Korona ile savaşta bir diğer başarılı ülke Çin’de hükümetin ve eticaret devi Alibaba’nın beraber geliştirdiği Sağlık Kodu isimli uygulama, kullanıcıların evden çıkmalarına ve toplu taşıma araçlarını kullanmalarına izin verilip verilmediğini bilmelerini sağlıyor. Ancak şunun da altını çizmek gerekir ki bu tarz uygulamalara kaydolmak konumumuz ve diğer kişisel verilerinizi uygulama geliştirici firmaya vermek anlamına gelecektir.
Avustralya’daki Monash Üniversitesi araştırmacıları ülkelerin salgını yönetmek için teknolojiyi nasıl kullandıklarını analiz ettiler.
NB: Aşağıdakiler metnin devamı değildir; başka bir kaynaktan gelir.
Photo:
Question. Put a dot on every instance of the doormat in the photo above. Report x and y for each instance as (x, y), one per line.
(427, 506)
Üniversite’nin profesörlerinden Andre Andreeviç, koronavirüs için; “İnsanların akıllı telefonları üzerinden hareketlerinin ve konumlarının takip edildiği ilk salgın”diyor. Tabii bu tespit yeni bir durumun habercisi değil. Zaten uzun yıllardır elimizdeki akıllı telefonlar ve üzerinde yüklü olan servisler üzerinden her adımımız izleniyor. Örneğin Google Haritalar’da oturum açıyorsanız, yaşadığınız ya da çalıştığınız adresler Google tarafından biliniyor. Ya da bir iPhone kullanıcısı iseniz ve fotoğraflarınızı bulutta saklıyorsanız, Apple etkileşimde bulunduğunuz kişilerle ilgili iyi bir kayda sahip.
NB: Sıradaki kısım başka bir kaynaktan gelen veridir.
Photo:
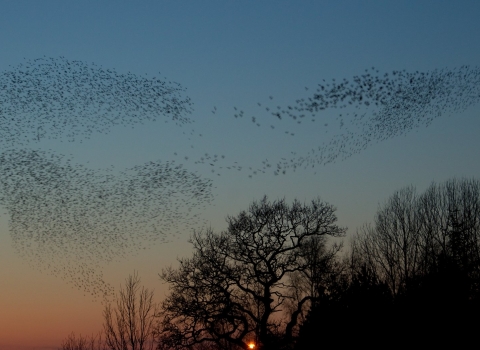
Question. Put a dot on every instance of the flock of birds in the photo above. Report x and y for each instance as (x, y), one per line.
(70, 220)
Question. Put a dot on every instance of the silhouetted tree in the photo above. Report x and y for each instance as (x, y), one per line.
(132, 323)
(72, 342)
(229, 292)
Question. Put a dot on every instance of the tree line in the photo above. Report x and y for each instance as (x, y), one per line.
(278, 278)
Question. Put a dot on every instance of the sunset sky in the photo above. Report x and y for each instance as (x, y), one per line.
(233, 56)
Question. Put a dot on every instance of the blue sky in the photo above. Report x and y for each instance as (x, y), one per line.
(231, 54)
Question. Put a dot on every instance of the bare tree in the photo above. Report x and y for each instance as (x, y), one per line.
(418, 235)
(132, 323)
(237, 281)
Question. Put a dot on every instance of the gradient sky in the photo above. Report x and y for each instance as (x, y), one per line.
(235, 54)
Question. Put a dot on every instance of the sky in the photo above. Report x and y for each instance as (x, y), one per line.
(232, 61)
Mobil uygulama üzerinden Koronavirüs ile mücadelede en başarılı ülke: Güney Kore
Bazı ülkelerin uzun süredir detaylı bir şekilde kullandığı bu kişisel veriler şu an içinde bulunduğunuz koronavirüs salgını ile mücadele onlar için çok ciddi bir şans oldu. Yazının girişinde de belirttiğim gibi Güney Kore bu verileri çok iyi kullandı. Öyle ki insanların günlük hayattaki hareketleri ve etkileşimleri konusunda bilgi edinme de Çin’den bile daha ileri seviyedeler şu an.
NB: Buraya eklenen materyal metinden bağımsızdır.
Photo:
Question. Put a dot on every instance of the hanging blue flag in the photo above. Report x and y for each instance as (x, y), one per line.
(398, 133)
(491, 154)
Güney Kore’de sunulan 100m isimli uygulama, adından da anlaşılacağı gibi kullanıcıları koronavirüs hastasının bulunduğu en son izlenen 100 metrelik bir yarıçapı ihlal ederse uyarıyor. Ayrıca bu uygulama sayesinde enfekte olmuş kişilerin karantina kurallarına uyup uymadıkları da takip edilebiliyor. Uygulama şu ana dek 1 milyonun üzerinde indirilmiş durumda. Güney Kore’de oluşturulan izleme programı kapsamında insanlar akşam evlerine döndüklerine evlerinin kapısının dışında test yaptırmaları gerektiği ile ilgili notlar buldular. Sebep olarak ise gün içinde gün içinde temas ettiği kişi ya da kişilerde korona pozitif olduğu belirtiliyordu. Malum ne kadar çok test yapılırsa hastalığın o kadar kolay kontrol altına alınabildiği bugünlerde tüm resmi makamlardan duyduğumuz bir tespit. Aslında böyle sistem birçok toplumsal tehdidin önceden tespit edilip önlenmesinde bu salgın sonrasında da kullanılabilir. Profesör Andrejeviç; “Örneğin neden grip salgınında bu sistemi kullanmayalım ki?” diye bu konuda bir yorum yapmış. Kişisel verilerimizin satıldığı ve ticari hayatta kullandığı hepimizin bildiği bir gerçek. Ancak böylesine toplum sağlığını ya da güvenliği tehdit eden durumlarda kullanılmasına eminim kimse ses çıkarmayacaktır.
Salgınla mücadelede zor günler geçiren İngiltere’de ise Google, Amazon, Facebook gibi teknoloji şirketleri virüsle savaşta ne gibi katkılar verebilecekleri konusunda istişare edilmek üzere hükümet tarafından görüşmeye çağırıldı. Yapılan toplantılarda, bu şirketlerin Ulusal Sağlık Hizmeti’ne Korona ile mücadelede veri yönetimi konusunda ne gibi destekler verebilecekleri üzerine odaklanıldı. İngiltere hükümetinin enfekte olmuş kişileri bir uygulama üzerinden izlemeyi düşündüğüne dair henüz bir gelişme yok. Fakat kriz derinleştikçe tüm ülkeler aynı ikilemle karşı karşıya kalacaklar. Soru şu olacak; Mahremiyetinizin ne kadarını virüsle mücadelede feda etmeye hazırsınız?